„Ungarn ist im Prinzip kein Gegner von Flüchtlingsquoten“
János Perényi, der ungarische Botschafter in Österreich, über den umstrittenen Grenzzaun, Pfefferspray-Einsatz gegen Flüchtlinge und Ungarns Tradition als Vielvölkerstaat.
STANDARD: Kroatien transportiert aktuell ankommende Flüchtlinge an die ungarische Grenze. Der kroatische Premier Zoran Milanović sagte am Samstag. „Wir haben sie mehr oder weniger gezwungen, die Flüchtlinge anzunehmen, und wir werden das weiter tun.“Was sagen Sie dazu? Perényi: Ich denke, es steht mir nicht zu, diese Aussage zu kommentieren oder zu qualifizieren. Jedenfalls ist es besorgniserregend – wie Außenminister Szijjártó mit seinem slowenischen Kollegen und auch der serbische Innenminister festgestellt haben –, dass das Aufnahmesystem in Kroatien während ein paar Tagen zusammengebrochen ist. Ungarn geht jedoch auch bei der Aufnahme und Behandlung dieser Migranten im Einklang mit dem Schengen-Abkommen vor.

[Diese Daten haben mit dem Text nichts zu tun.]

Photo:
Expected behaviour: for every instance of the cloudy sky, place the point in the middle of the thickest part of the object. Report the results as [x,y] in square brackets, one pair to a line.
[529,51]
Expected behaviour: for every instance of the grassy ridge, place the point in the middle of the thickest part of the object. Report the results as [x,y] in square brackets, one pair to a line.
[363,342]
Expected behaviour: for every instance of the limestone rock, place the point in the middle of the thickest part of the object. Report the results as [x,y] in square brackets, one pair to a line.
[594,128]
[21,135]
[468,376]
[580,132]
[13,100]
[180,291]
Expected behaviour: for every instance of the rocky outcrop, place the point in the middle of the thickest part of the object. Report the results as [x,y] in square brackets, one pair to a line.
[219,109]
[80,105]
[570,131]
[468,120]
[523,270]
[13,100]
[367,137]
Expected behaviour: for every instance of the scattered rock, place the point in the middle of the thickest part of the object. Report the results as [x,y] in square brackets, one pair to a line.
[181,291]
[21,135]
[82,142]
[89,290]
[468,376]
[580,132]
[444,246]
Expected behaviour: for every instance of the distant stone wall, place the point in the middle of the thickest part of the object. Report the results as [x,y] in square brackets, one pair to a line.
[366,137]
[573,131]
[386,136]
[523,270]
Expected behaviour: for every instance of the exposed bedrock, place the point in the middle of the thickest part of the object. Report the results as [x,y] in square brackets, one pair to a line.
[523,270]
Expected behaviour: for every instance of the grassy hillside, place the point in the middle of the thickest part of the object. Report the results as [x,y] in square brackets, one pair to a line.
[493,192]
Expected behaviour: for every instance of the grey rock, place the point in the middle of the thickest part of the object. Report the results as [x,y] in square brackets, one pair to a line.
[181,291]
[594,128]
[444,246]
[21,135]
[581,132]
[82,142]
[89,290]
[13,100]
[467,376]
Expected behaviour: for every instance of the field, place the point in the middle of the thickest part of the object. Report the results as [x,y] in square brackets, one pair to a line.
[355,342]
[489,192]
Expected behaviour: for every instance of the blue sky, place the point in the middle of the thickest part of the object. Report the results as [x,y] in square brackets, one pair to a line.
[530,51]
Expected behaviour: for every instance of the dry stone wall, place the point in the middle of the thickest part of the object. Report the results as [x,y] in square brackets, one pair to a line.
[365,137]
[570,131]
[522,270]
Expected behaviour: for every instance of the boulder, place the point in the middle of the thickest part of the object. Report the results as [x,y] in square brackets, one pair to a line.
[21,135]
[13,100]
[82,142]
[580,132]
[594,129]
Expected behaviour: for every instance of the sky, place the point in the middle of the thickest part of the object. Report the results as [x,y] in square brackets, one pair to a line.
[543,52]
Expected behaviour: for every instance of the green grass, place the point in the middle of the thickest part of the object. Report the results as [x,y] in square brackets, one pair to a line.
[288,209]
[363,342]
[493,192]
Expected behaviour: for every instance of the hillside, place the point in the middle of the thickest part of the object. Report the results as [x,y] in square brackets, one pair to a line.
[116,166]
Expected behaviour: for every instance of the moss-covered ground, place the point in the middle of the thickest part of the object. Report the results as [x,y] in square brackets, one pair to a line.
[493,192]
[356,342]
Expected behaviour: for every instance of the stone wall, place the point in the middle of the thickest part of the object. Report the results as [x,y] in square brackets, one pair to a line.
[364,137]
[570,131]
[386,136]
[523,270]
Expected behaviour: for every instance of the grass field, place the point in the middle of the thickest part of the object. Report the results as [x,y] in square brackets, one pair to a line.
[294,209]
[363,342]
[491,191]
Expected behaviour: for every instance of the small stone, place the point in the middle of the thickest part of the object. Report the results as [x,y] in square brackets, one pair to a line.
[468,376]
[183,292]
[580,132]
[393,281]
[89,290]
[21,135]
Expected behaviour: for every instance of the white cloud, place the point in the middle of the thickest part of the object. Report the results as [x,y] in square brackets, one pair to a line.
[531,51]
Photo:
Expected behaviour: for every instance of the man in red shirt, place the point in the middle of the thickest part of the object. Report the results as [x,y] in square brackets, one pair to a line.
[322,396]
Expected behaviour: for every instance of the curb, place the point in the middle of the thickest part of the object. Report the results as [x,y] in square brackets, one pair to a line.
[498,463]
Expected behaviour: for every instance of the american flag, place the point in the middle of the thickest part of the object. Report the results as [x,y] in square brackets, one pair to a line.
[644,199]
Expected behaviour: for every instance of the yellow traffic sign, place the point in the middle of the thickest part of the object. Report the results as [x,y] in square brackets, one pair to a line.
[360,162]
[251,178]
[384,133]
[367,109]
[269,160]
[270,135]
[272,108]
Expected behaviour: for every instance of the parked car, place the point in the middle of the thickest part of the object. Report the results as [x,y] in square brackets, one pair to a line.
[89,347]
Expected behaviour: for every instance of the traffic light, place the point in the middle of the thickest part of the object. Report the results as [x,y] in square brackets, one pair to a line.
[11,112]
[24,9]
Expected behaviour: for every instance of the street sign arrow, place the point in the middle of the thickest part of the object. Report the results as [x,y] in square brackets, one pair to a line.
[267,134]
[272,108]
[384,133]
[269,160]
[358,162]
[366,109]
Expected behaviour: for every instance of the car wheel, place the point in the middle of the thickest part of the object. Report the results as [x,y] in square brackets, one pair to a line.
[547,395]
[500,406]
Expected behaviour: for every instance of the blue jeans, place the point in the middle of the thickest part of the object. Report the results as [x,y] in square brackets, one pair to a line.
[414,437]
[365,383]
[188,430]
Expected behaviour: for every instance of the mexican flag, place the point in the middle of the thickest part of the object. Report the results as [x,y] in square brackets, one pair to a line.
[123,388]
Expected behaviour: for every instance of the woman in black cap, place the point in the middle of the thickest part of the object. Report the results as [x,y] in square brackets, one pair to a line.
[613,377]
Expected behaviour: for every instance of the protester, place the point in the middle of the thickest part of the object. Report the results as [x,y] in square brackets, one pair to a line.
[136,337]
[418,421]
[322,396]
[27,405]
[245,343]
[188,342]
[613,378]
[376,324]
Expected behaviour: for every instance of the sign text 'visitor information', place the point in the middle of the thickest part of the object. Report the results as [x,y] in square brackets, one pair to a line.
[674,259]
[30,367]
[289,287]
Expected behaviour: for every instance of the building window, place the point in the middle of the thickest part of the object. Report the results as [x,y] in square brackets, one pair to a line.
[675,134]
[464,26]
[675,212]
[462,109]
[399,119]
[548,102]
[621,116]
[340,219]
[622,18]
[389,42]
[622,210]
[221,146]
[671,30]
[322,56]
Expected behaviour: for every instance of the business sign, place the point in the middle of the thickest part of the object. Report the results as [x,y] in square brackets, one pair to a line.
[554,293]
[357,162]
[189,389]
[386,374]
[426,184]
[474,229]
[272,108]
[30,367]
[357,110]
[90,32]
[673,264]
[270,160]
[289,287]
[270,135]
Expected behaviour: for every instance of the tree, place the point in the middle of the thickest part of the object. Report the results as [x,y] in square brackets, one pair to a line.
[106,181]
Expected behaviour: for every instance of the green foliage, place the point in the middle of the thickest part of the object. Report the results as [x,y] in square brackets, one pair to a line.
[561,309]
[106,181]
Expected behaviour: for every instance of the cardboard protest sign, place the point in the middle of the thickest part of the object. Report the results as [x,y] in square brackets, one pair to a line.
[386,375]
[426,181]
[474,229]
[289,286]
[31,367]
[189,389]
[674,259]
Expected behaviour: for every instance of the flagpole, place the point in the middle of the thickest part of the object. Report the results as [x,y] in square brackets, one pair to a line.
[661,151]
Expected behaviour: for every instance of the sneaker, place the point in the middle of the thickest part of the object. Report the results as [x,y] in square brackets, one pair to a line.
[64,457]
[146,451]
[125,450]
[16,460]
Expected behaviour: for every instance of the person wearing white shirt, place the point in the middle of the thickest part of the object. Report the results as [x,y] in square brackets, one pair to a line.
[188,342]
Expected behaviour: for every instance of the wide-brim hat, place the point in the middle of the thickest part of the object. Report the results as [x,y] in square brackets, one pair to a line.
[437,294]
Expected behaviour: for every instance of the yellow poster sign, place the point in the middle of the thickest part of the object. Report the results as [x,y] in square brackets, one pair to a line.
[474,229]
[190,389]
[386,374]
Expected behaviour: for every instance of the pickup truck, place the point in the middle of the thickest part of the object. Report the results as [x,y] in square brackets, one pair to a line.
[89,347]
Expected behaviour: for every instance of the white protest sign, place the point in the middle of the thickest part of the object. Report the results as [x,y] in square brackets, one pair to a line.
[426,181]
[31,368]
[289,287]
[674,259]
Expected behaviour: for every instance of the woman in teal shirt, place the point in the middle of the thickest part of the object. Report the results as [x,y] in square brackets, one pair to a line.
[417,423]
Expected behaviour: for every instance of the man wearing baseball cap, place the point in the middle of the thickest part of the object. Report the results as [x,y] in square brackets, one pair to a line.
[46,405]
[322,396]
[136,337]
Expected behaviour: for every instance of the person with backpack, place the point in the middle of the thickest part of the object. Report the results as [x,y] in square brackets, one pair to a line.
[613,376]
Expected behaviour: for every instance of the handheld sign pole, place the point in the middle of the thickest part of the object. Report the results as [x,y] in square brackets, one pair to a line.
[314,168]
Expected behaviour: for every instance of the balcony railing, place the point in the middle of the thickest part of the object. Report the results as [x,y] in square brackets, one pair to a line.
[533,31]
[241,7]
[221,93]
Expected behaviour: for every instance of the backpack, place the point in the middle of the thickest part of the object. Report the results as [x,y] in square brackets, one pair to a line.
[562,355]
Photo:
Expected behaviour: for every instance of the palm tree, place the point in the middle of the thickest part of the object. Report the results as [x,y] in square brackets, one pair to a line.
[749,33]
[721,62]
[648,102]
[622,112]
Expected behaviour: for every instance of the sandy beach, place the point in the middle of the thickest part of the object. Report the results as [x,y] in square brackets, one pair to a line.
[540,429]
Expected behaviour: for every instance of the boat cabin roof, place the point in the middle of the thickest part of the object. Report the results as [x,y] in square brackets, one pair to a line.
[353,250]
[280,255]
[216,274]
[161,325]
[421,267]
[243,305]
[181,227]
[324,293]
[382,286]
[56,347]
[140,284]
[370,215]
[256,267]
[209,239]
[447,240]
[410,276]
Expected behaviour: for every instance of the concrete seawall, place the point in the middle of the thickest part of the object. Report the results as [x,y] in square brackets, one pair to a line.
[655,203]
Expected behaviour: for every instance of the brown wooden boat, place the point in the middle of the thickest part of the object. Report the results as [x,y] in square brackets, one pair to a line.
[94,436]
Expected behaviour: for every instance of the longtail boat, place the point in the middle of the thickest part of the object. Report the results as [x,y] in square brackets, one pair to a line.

STANDARD: Ungarn selbst transportiert wieder Flüchtlinge zur Registrierung an die Westgrenze, wo sie die Chance haben, die Grenze zu Österreich zu überqueren. Schiebt jeder seine Flüchtlinge einfach ans nächste Land weiter? Perényi: Diese Leute werden gemäß der Grundregel zu Aufnahmezentren zwecks Registrierung und Erstversorgung transportiert. Wenn sie die Registrierung ablehnen beziehungsweise keinen Asylantrag stellen wollen, können sie die Behörden – weder in Ungarn noch in Österreich oder in anderen Ländern – nicht festhalten. Jedenfalls haben heuer in Ungarn schon 172.000 Migranten Asylstatus beantragt.
STANDARD: An der ungarisch-serbischen Grenze gab es Zusammenstöße zwischen Flüchtlingen und Polizisten. Laut Amnesty International sollen Flüchtlinge, darunter Kinder, mit Pfefferspray besprüht worden sein. Ist diese Vorgehensweise angebracht? Perényi: Es handelte sich hier um eine Extremsituation. Meinen In- formationen zufolge haben sich einige junge Leute sehr aggressiv verhalten, haben Steine geworfen und letztlich versucht, den Zaun zu durchbrechen. Unsere Polizei hat sich selbst und die Grenzen verteidigen müssen. Die jungen Leute haben angeblich sogar versucht, zwei Babys über den Zaun zu werfen. Das ist doch ungeheuerlich.
STANDARD: Sie meinen also, dass der Grenzzaun notwendig ist? Perényi: Es klingt zwar nicht sehr sympathisch, aber als Notlösung war der Bau einer Grenzsperre leider absolut notwendig, um die Schengen-Grenze zu schützen. Vergleiche mit dem Eisernen Vorhang sind absolut absurd. Diesen hat ein totalitäres Regime eingeführt, um Millionen Menschen einzusperren. Die Grenzsperre dient zum Schutz der SchengenGrenze.
STANDARD: Wie erklären Sie sich dann, dass andere Schengen-Länder diesen Grenzschutz kritisieren? Perényi: Einerseits wurde kritisiert, dass wir eine Grenzsperre gebaut haben, gleichzeitig wurde aber bemängelt, dass wir die Schengen-Grenzen nicht verteidigen. Das passt wohl nicht ganz zusammen. Auch Bundeskanzler Faymann selbst hat gesagt, dass der Zaun nicht rechtswidrig ist.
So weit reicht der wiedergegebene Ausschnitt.